Noella clasped her hand to her mouth. ‘Really?’

Steffie nodded. ‘Yes.’

‘Woo hoo!’ Jemima said, jumping up and down. She was still wearing her school uniform and began to pirouette, her checked skirt rising, her Frozen pants on display.

‘That’s fantastic!’ Noella said. ‘Thank you! So, wait … Today’s the twenty-seventh. So that gives us …’ She counted the days on her fingers. ‘Eleven days … Can Jemima rehearse after school every day this week?’ Suddenly, she paused, staring at Steffie with her dark eyes. ‘Could I come to the audition?’

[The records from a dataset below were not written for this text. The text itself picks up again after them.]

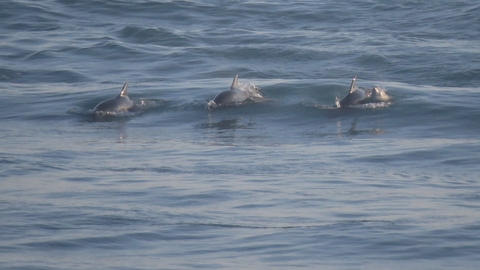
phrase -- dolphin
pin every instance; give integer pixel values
(121, 103)
(355, 96)
(378, 95)
(234, 95)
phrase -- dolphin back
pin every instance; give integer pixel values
(120, 103)
(123, 92)
(354, 96)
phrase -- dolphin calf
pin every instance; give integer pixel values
(121, 103)
(355, 96)
(234, 95)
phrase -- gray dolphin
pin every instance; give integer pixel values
(121, 103)
(378, 95)
(355, 96)
(234, 95)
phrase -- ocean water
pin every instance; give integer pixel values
(289, 182)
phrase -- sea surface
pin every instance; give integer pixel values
(288, 182)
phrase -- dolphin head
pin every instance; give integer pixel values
(234, 95)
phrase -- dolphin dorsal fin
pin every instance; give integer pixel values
(123, 93)
(352, 86)
(235, 84)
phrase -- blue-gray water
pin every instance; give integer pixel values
(287, 183)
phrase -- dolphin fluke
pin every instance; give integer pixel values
(123, 93)
(235, 84)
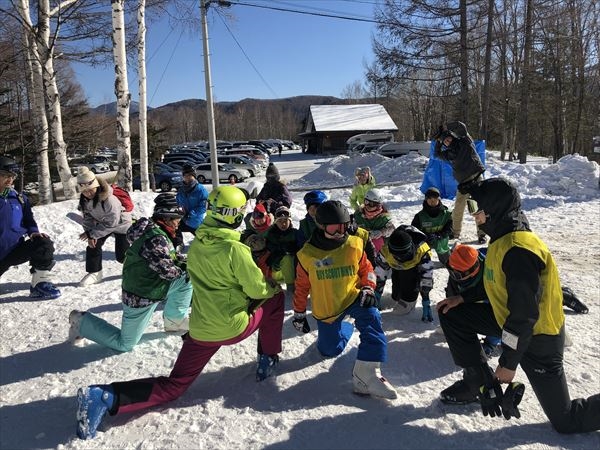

Steffie laughed. ‘Of course, Noella. I assumed you would.’

‘Perfect,’ Noella said.

Greg was smiling affably, but outside as they parted on the corner of Peach Street, he hesitated, frowning. ‘I think it was the right choice,’ he said. ‘But we need to keep Jemima’s feet on the ground.’

‘I know,’ Steffie said.

‘And ours.’

‘Yes.’

She watched a sparrow pecking around the base of a tree a couple of yards away. The poor bird was shivering.

‘Well, I’d better be off,’ Greg said.

Today, she didn’t want him to go. It was upsetting, the thought of him walking away.

She set off decisively in the opposite direction, her footsteps making hollow sounds on the cold pavement. She wouldn’t think of Greg walking away, would concentrate on the day ahead, like she always did.

She was going to do an hour’s work at the shop whilst Jemima rehearsed – would relieve her mum of some of her duties. Her mother didn’t work at the shop full time, just when Steffie needed help. It gave her mum – a widow – a means of meeting people, of being connected and useful. And wasn’t that the whole point of parenting, or at least a major part of it: being useful?

And that, Steffie realised, was the grating bit in all of this, the little fishbone in the tooth – the secret discomfort that she had felt at Noella’s the other day and had wanted to take home and unwrap alone.

Someone else would be Jemima’s cook and cleaner and wardrobe adviser and confidante and best friend and guardian soon; because Steffie wouldn’t be there to be any of those things.

She gave a little sniff. No use being selfish, self-indulgent. This was what Jemima wanted to do. It was her course in life.

Despite her intentions not to do so, Steffie found herself glancing back over her shoulder at Greg.

He was in the distance, about to turn the corner, elbow raised, talking on his phone.

Her stomach dipped. Who would he be talking to? A client? Olivia?

It didn’t help matters, this separation pickle. It didn’t help her deal with the possibility of Jemima leaving home. It didn’t help make her feel loved, settled or safe – all of which a mother had to feel in order to let go.

But she was going to do it anyway, loved or not, because Jemima was the most important person in her life and her happiness was everything.

She upped her pace and when she arrived at the Silver Tree she tossed her coat to one side and began to talk enthusiastically to her mother about audition dates and Prokofiev’s Cinderella, and the well-documented benefits of Pilates.